Rep. Jonathan Kreiss-Tomkins (D-Sitka). Photo by Casey Kelly/KTOO.
Rep. Jonathan Kreiss-Tomkins (D-Sitka). (Photo by Casey Kelly/KTOO)

Voters in central Southeast Alaska next week will be choosing from one of two relatively young candidates for a new district in the Alaska House. House district 35 encompasses Sitka and Petersburg and 22 other remote island communities in the panhandle. The Democratic incumbent has a 2-to-1 fund raising edge heading into the election.

According to the latest filings with the Alaska Public Offices Commission, 25-year-old Sitka Democrat Jonathan Kreiss-Tomkins has raised nearly $58,000 dollars in the campaign. That includes donations from several public employee and trade unions and the United Fishermen of Alaska.

Kreiss-Tomkins has spent over $43,000 of the money he’s raised on ferry transportation and other travel costs, advertising and mailers. He’s also paid two campaign managers and fielded a question on that issue during a recent Sitka Chamber of Commerce forum this month.
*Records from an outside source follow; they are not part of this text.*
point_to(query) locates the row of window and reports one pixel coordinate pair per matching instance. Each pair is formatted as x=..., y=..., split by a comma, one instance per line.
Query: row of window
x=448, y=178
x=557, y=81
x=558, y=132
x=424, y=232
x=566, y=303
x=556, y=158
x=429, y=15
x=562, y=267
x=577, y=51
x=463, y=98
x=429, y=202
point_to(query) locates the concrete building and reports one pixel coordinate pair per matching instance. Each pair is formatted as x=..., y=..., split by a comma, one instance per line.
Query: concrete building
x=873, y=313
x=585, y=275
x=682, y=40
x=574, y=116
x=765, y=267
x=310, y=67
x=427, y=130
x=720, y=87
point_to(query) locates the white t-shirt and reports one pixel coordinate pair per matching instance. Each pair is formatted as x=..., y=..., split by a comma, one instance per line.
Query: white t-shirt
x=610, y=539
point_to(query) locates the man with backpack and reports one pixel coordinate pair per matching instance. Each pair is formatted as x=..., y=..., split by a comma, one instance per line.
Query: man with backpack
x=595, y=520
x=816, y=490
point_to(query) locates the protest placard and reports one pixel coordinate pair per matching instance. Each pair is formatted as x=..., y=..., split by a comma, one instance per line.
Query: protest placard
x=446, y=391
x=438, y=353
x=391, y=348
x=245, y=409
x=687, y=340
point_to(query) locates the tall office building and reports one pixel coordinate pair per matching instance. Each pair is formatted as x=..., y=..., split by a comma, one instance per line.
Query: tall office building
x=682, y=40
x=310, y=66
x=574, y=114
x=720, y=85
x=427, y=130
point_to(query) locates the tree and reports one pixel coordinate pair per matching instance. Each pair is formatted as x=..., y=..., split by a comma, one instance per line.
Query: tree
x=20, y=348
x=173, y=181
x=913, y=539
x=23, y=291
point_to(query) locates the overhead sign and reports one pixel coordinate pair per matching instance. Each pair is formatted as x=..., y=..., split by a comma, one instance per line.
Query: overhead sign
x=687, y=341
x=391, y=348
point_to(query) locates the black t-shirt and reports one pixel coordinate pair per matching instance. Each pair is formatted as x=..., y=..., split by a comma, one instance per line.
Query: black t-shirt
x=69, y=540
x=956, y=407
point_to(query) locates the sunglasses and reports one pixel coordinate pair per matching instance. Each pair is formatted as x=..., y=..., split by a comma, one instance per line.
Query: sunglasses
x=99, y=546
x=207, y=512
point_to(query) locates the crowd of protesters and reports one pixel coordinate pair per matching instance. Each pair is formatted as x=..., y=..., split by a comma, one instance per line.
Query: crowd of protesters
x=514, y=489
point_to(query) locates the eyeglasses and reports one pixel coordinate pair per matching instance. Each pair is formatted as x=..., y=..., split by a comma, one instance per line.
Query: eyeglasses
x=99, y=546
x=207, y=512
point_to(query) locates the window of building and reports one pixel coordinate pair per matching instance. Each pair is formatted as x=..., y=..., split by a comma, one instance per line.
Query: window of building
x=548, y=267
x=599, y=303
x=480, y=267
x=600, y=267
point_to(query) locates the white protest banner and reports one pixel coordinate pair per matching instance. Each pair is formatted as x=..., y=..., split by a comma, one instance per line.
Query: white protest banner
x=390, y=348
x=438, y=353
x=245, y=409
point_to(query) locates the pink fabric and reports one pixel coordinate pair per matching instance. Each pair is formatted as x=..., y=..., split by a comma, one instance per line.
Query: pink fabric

“I love to call them consultants and they help me stay on the right track,” Kreiss-Tomkins said. “We try to run a grassroots oriented campaign and that involves organizing volunteers, keeping me on track, writing letters, getting media, designing media, advertisements, mailers, all the trappings of a political campaign. This is not news. Nearly every campaign in Alaska, nearly every legislative campaign in Alaska, has a campaign manager. You pay your campaign manager. So in the last APOC reporting period, I paid my campaign managers fortunately, and that’s what was reported.”
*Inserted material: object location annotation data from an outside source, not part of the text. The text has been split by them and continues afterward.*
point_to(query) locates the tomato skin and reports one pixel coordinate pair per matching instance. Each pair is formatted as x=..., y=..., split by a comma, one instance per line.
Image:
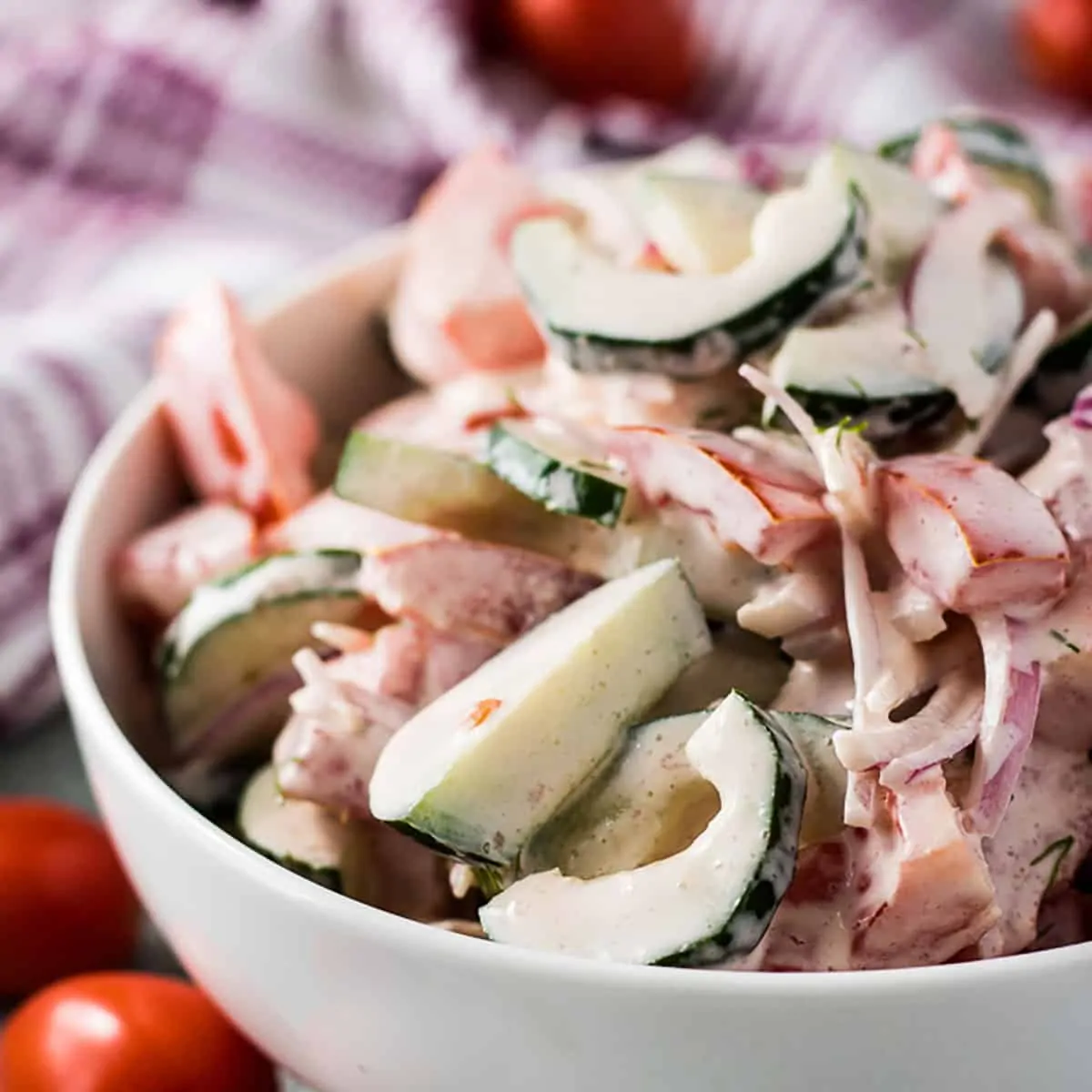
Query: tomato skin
x=595, y=49
x=66, y=905
x=126, y=1032
x=1055, y=41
Kreiss-Tomkins is finishing up his first term in the Alaska House representing Sitka and many of the communities, but not Petersburg. The district is changing due to redistricting.

His challenger is 37-year-old Petersburg Republican Steven Samuelson. At that same forum in Sitka he said his campaign relies on volunteers.

“I have volunteers,” Samuelson said. “I have people who are working incredibly hard. They have jobs. They take a lot out of their personal time. Nobody’s on a payroll on this campaign and as far as me, we just keep plugging forward and movin’ along. So no, there’s no consultants and every dollar that we’re bringing in on this campaign is being spent as appropriately as possible,”

Samuelson reported campaign income of over $26,000 dollars, with contributions from several republican and business organizations. He’s spent over $18,000 dollars on travel, mailers and advertising.

Samuelson has run for state house twice before, losing both times in the primary to Peggy Wilson of Wrangell.